L'épée de l'Islam ne fut pas rengainée après la conquête du lieu de naissance de Mahomet. Les riches commerçants de la ville et les bédouins illettrés rejoignirent l'armée qui avait été créée à Médine et partirent à la conquête du monde au nom de leur nouvelle croyance. Ils connurent un succès étonnant. Les légions de l'Islam envahirent sans délai les anciens empires de la Perse, de la Mésopotamie et de l'Egypte. Au cours du siècle suivant, les hordes mahométanes se déployèrent en Afrique du Nord, prenant l'Algérie, le Maroc et la Libye. Elles envahirent l'Inde, attaquant les villes qui avaient pourtant défié l'invincible Alexandre le Grand. Elles prirent presque toute l'Espagne et conquirent presque la France. Elle affrontèrent même les forces puissantes de l'armée chinoise à Talas en Asie centrale.

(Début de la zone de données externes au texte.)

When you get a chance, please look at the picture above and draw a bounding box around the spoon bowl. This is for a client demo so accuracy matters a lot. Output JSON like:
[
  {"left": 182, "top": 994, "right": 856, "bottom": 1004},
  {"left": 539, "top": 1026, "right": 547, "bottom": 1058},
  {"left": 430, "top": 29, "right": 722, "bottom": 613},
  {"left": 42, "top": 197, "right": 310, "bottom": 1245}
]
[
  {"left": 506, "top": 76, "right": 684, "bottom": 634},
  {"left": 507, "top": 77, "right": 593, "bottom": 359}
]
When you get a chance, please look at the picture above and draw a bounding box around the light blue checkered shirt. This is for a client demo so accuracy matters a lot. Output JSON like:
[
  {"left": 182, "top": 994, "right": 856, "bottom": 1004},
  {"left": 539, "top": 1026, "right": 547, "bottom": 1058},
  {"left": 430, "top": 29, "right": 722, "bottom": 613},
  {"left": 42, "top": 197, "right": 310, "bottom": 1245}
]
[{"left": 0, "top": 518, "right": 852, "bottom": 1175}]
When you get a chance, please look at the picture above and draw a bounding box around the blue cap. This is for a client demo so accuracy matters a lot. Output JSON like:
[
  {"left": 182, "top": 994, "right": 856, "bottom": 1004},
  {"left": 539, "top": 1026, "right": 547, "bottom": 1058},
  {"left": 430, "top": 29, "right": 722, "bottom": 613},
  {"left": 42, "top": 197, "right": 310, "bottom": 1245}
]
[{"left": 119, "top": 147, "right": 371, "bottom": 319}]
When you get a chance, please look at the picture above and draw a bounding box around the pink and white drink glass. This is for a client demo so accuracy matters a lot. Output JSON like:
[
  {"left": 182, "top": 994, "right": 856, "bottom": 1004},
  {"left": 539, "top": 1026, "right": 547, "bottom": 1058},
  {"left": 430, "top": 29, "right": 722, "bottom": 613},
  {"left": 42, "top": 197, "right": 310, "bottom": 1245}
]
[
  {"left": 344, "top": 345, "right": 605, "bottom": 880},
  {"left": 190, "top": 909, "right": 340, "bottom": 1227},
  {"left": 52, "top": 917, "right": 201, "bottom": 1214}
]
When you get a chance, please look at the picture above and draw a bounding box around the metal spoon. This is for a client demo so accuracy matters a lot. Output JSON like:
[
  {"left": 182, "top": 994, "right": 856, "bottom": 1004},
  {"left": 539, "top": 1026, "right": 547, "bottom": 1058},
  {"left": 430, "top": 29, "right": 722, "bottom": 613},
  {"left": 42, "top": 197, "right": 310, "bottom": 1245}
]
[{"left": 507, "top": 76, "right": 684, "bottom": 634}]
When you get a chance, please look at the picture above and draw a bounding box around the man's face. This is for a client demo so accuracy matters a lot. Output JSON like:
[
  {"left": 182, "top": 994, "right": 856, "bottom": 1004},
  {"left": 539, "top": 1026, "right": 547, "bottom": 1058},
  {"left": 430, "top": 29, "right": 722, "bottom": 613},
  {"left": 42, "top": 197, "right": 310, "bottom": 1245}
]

Quelques générations après la mort de Mahomet, ces disciples d'un orateur de coin de rue, ces hommes originaires de trous perdus et de tribus primitives du désert avaient bâti un empire aux dimensions gigantesques ; mais leurs victoires ne s'arrêteraient pas là. Au cours des siècles suivants, les Musulmans feraient à plusieurs reprise trembler les Européens, finissant même par attaquer Vienne. Ils s'empareraient de territoires africains jusqu'au Soudan et au Niger. Ils convertiraient l'Afghanistan, vaincraient les Mongols et étendraient leur empire jusqu'à des îles du Pacifique telles que l'Indonésie et les Philippines. Les idées d'un homme qui disait avoir rencontré un ange dans une grotte déclencheraient des luttes dont les effusions de sang détremperaient la terre pendant les mille quatre cents ans suivants.